В то время, когда его будущие друзья Евгений Рейн, Анатолий Найман, Дмитрий Бобышев уже учились в Технологическом институте, Бродский проходил свои университеты в северных экспедициях. Какое уж тут тунеядство — я сам бывал пару раз в юности разнорабочим в экспедициях и представляю, какая тяжелая работа доставалась Иосифу. Не геологам же землю копать, ящики таскать, теодолиты носить; для этого есть разнорабочие: или алкаши, или выпущенные зэки, или такие, как Бродский, независимые юноши.

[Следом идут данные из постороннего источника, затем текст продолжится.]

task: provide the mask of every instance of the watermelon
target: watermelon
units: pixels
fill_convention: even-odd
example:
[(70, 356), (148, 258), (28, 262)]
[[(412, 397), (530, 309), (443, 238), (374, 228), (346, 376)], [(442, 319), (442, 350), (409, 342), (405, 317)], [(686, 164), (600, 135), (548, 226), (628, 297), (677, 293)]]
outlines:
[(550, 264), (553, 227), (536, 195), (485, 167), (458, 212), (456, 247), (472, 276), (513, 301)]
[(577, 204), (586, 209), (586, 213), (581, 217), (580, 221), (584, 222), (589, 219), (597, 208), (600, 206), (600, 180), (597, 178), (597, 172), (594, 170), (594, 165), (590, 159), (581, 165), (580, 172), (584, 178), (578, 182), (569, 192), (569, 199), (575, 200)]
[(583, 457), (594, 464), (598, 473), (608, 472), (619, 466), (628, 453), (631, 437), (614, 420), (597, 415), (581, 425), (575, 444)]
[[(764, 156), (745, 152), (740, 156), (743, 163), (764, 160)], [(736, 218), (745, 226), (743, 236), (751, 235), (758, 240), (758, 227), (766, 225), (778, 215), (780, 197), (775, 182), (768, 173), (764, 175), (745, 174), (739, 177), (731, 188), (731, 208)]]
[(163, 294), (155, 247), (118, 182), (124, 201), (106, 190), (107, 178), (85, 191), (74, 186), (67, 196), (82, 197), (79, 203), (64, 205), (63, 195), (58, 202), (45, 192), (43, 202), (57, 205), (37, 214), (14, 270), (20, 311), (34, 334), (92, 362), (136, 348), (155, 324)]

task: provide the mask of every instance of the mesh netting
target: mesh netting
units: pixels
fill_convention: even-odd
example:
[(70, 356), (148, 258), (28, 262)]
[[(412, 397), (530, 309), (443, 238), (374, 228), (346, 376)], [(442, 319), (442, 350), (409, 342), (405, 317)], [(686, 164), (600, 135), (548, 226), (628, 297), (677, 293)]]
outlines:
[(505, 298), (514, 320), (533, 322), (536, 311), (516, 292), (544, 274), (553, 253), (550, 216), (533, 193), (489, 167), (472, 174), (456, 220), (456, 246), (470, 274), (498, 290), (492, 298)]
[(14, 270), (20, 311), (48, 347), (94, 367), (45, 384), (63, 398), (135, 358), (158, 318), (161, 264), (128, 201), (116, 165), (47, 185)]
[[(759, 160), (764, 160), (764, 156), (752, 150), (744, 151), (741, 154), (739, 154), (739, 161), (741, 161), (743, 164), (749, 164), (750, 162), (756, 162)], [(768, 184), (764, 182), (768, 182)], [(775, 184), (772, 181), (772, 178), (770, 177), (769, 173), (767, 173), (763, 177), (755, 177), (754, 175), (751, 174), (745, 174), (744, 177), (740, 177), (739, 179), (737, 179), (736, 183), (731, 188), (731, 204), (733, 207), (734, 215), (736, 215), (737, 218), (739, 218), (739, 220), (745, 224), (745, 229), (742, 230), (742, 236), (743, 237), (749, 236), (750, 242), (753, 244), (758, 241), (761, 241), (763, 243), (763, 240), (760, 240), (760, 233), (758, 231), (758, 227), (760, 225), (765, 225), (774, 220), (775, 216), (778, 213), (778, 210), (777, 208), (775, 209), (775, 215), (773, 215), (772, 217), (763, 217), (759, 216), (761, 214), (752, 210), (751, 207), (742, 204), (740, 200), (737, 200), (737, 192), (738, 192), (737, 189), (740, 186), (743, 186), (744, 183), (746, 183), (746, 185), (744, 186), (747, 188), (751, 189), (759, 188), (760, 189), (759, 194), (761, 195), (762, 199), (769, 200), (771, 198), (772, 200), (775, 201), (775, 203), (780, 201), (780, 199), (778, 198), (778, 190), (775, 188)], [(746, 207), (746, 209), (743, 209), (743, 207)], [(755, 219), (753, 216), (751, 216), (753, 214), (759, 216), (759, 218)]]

Интересно, что свою северную экспедицию летом 1957 года Бродский проходил на станции Малошуйке Архангельской области. Именно там когда-то моя семнадцатилетняя мама, школьная учительница, встретила моего отца, освобожденного зэка, который там же и остался работать, даже руководил строительством дороги от Мурманска до Вологды, позже спасшей всю страну. Не будь этой рокадной дороги, как бы союзники доставляли грузы из Мурманска на фронт, если путь через Карелию был перекрыт финнами? В этих местах Бродский работал в геологической партии, проходя в день до 30 километров, да еще по заболоченной местности, да еще с грузом в руках и на плечах. Нет, никак такой труженик в тунеядцы не годится — судью бы Савельеву отправить с теодолитом в руках через болота! Потому и была для Иосифа позже северная ссылка местом отдыха и активного творчества. А может быть, это было предначертано Богом? Северный край и вырастил для нас этого гигантского поэта.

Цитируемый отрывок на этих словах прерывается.